Initial Analysis of Stake Distribution

Julian · March 15, 2024, 2:01pm

Many thanks to Caspar, Ansgar, Barnabé, Anders and Thomas for feedback and review. Review \neq endorsement.

Introduction

Ethereum issues ETH to validators for performing their consensus duties. The amount of issuance depends on the amount of ETH staked. The current issuance curve may result in a very high long-term staking ratio. This post aims to analyze whether a change in the level of issuance, as proposed to be implemented in the next Electra upgrade, affects the distribution of staking mediums investors use. We differentiate between three mediums of staking: 1) investors may solo-stake, 2) investors may deposit their tokens with a decentralized staking service provider (SSP), or 3) investors may deposit their tokens with a centralized SSP. Subsequently, we define the cost structures of each staking medium. Finally, we model a linear programming problem in which an investor decides what fraction of their endowment to hold or stake via which medium based on the expected monetary return and an investor’s non-monetary preference, such as convenience, trust, and decentralization. Our main result is that the distribution of stake does not depend on the level of issuance. We show how the model can be used with two examples.

This post presents a minimum non-trivial model to analyze the distribution of stake with respect to the level of issuance. We refer the reader to this post for an explanation of why a change to the issuance curve may be useful. This post does not aim to discuss the motivation for an issuance reduction, nor does it aim to be maximally precise about the cost structures of different SSPs. What this post does aim to do is to ground the conversation around staking distributions in an addressable manner.

Model

Consider an investor who receives a large endowment, E. It needs to decide how to invest this wealth. It can invest in a combination of the following products: solo-staking, “decentralized” SSP, “centralized” SSP, or simply holding the endowment.

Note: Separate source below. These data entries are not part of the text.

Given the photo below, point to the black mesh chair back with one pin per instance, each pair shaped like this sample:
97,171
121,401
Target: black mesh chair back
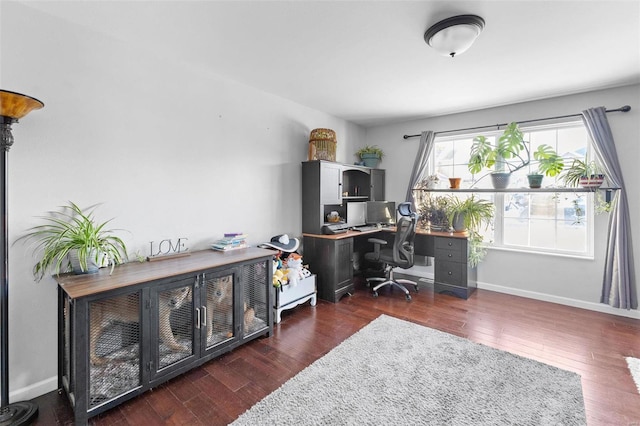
403,243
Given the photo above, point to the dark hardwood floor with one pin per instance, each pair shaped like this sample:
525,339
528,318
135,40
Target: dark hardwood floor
591,344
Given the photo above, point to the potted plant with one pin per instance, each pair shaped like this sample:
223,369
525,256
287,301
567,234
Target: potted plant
587,174
471,215
509,147
370,155
72,239
434,213
549,164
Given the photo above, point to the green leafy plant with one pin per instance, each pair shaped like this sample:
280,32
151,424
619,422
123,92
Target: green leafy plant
370,149
510,145
73,229
549,162
579,169
434,212
474,215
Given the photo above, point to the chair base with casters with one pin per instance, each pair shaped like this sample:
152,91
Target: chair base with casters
390,280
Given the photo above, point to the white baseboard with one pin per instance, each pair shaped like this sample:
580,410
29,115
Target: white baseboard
37,389
598,307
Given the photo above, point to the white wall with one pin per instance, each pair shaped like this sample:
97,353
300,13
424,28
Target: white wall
169,150
571,281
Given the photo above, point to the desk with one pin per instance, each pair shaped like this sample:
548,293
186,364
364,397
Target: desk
331,257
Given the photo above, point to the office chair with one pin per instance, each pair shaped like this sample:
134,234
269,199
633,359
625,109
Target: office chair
398,256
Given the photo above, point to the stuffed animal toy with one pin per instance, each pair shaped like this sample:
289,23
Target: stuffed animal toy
294,266
279,278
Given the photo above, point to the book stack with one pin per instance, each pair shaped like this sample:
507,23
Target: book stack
231,241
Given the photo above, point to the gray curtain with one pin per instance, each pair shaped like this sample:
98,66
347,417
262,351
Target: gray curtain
618,286
420,164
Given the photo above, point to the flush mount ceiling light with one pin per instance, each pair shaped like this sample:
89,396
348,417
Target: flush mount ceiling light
454,35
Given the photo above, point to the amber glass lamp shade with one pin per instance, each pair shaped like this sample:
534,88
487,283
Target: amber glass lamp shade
14,106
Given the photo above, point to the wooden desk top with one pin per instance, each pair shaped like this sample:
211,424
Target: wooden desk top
140,272
350,234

We want to highlight the words decentralized and centralized because, in practice, the state of an SSP is not so binary. Decentralization is a spectrum, and an SSP may be more decentralized than other SSPs while still being more centralized than others. For simplicity, we assume an SSP is either decentralized or centralized.

Let y be the yield from issuance and MEV that each unit of stake accrues over some finite time interval.

Cost Structure

Staking also incurs costs. The cost structure of the different staking mechanisms is given as

Solo-Staking. Solo-stakers need to acquire hardware in order to function; we model this as a fixed cost solo-stakers incur, C^{Solo}_{F}. Furthermore, unlike SSPs, solo-stakers forgo the liquidity of their stake as they cannot issue liquid staking tokens (LSTs). We model this as a variable cost per unit of stake, C^{Solo}_{V}, that resembles the liquidity gap. The liquidity gap is the foregone returns that a solo-staker could have gotten if it were able to issue LSTs. Therefore, the cost function of a solo-staker is given by the following: S^{Solo} \geq 0 is the amount of solo-staked capital deposited by the investor.

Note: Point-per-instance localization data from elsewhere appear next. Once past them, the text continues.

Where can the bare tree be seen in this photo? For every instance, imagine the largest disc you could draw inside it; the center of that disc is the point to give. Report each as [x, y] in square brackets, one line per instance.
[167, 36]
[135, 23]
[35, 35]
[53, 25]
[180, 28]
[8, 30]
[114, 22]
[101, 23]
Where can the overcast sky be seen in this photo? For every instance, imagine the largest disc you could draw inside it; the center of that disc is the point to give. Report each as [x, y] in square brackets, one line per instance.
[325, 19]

C^{Solo} = C^{Solo}_{F} + C^{Solo}_{V} \cdot S^{Solo}

Decentralized SSP. Decentralized SSPs must create nodes at different locations to remain decentralized. We assume that a decentralized SSP creates a new node for every K \cdot 32 ETH staked with the SSP. Furthermore, when staking with a decentralized SSP, the investor receives liquid staking tokens as a receipt for their provided capital, meaning that there is no - or little - loss in the liquidity of capital. Therefore, we model the cost of a decentralized SSP as a step function that incurs a variable cost for every K \cdot 32 ETH staked with the decentralized SSP. X^{DSSP} > 0 is the amount of exogenous stake deposited with the decentralized SSP, and S^{DSSP} \geq 0 is the amount of stake deposited by the investor.

C^{DSSP} = C^{DSSP}_{V} \cdot \lfloor \frac{X^{DSSP} + S^{DSSP}}{32 \cdot K} \rfloor

Centralized SSP. Centralized SSPs have negligible variable costs per unit of stake. However, they have large fixed costs, such as legal fees and infrastructure costs, that come with setting up a company to run a scalable staking operation. Moreover, stake deposited with a centralized SSP can also be exchanged for an LST. Thus, we model the costs of a centralized SSP as follows. In practice, we observe C^{CSSP}_{F} \gg C^{Solo}_{F}.

C^{CSSP} = C^{CSSP}_{F}

Returns

The return on stake is given by the yield minus the costs. We assume SSPs socialize the costs and do not discriminate between stakers. Then, the yield on each unit of stake is defined as follows.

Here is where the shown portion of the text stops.